While gensim was used to train the skip-gram word2vec model, this project does not depend on gensim because the trained model was extracted to a dictionary structure for the convenient use of this project. This project, nonetheless, depends on numpy, scipy, and sklearn. Windows users may want to install numpy, scipy, and sklearn using pre-compiled binary packages before installing namesex via pip. If you just want something that “just work” and does not want to install sklearn, consider using the sister project, namesex_light, that depends only on numpy. Namesex_light provides the same preduction function using a regularized logistic regression trained on the same dataset. Namesex_light should be faster than the predict() here. The prediction accuracy of namesex_light, however, is lower than the predict() function in namesex.

Additional information about namesex and namesex_light can be found in another document (in Chinese).

The prediction performance of the random forest and logistic regression models evaluated by ten-fold cross validation is listed below.

Random Forest

Metric

Performance

Performance Std. Dev.

Accuracy

0.9486

0.007072

F1

0.9470

0.007963

Precision

0.9525

0.008399

Recall

0.9417

0.012985

Logloss

161.54

4.101283

L2 Regularized Logistic Regression

Metric

Performance

Performance Std. Dev.

Accuracy

0.8957

0.007327

F1

0.8920

0.007873

Precision

0.8852

0.012238

Recall

0.8991

0.008936

Logloss

114.35

6.413972

The random forest model clearly has a higher accuracy and F1 score. We have also tested the k-nearest-neighbor (KNN) model (not reported here). KNN and logistic regression have a similar level of performance, and was excluded for obvious reasons.

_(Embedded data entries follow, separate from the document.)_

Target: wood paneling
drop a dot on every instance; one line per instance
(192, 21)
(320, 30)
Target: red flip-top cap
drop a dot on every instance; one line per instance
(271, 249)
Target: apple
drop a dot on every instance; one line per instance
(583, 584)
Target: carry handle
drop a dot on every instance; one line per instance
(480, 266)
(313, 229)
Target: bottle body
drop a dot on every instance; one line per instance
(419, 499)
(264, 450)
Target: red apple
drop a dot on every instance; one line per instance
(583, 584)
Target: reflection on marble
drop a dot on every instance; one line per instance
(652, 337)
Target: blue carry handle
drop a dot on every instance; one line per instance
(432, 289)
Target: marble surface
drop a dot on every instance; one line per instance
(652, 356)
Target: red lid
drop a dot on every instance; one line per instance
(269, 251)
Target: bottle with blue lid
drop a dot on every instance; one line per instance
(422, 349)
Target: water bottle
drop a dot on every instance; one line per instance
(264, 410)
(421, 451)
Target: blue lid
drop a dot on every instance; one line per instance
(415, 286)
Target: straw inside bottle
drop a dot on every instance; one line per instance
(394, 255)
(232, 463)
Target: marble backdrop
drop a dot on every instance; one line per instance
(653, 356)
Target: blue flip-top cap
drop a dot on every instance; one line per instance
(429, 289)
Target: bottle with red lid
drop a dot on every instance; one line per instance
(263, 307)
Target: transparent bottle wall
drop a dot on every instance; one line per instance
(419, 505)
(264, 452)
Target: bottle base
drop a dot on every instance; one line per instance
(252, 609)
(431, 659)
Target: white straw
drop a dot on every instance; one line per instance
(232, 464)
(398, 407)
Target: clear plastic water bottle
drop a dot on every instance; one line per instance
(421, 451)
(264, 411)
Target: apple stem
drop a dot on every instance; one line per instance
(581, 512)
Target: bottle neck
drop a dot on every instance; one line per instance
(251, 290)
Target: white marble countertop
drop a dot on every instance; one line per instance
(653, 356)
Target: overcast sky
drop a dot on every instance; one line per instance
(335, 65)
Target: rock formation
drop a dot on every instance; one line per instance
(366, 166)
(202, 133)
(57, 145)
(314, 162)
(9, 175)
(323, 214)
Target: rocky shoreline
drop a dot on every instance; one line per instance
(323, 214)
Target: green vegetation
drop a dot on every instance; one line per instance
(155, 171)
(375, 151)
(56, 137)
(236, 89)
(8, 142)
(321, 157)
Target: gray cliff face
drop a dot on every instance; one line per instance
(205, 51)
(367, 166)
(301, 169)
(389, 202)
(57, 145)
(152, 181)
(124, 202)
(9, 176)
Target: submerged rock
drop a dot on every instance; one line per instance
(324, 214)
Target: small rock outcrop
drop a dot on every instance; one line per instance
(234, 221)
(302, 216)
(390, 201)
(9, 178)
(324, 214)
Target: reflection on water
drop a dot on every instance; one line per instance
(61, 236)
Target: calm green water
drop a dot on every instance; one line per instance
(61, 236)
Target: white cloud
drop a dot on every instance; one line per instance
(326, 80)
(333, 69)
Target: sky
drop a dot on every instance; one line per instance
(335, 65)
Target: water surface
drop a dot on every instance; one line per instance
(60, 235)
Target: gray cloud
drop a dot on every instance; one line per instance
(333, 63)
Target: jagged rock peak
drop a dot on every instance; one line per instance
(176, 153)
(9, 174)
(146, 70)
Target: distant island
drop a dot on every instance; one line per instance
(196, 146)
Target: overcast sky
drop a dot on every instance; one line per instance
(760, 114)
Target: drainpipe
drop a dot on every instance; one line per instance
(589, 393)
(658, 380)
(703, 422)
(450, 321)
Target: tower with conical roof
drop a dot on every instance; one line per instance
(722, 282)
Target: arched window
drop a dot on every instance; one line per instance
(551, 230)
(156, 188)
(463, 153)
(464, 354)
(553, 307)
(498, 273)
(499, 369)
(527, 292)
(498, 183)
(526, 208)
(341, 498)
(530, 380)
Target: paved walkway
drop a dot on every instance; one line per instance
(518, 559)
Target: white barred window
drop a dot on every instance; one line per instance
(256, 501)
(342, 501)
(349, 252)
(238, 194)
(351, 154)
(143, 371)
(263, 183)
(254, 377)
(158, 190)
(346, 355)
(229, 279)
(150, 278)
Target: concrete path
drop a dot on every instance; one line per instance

Use pip/pip3 to install namesex.:

pip install namesex

To use namesex, pass in an array or list of given names to predict(). For each element in the input list, predict() returns 1 or 0 for male or female prediction. Set “predprob = True” to return probability of being a male name. The following is a simple sample code.:

>>> import namesex
>>> ns = namesex.namesex()
>>> ns.predict(['民豪', '愛麗', '志明'])
array([1, 0, 1])
>>> ns.predict(['民豪', '愛麗', '志明'], predprob=True)
array([0.8245    , 0.25695238, 0.85      ])

Note that namesex was trained using Chinese given names only. However, it may be used to classifier translated names as well:

>>> ns.predict(['莎拉波娃', '阿波羅', '雷', '艾美', '布蘭妮', '瑪麗亞'])
array([0, 1, 1, 0, 0, 0])

The model was trained using given names only. As a result, for the best performance, the input data should be preprocessed to keep given names only.:

>>> ns.predict(['黃志明春嬌', '黃志明', '志明', '黃春嬌', '春嬌'], predprob = True)
array([0.61825   , 0.79039286, 0.85      , 0.3646    , 0.3716    ])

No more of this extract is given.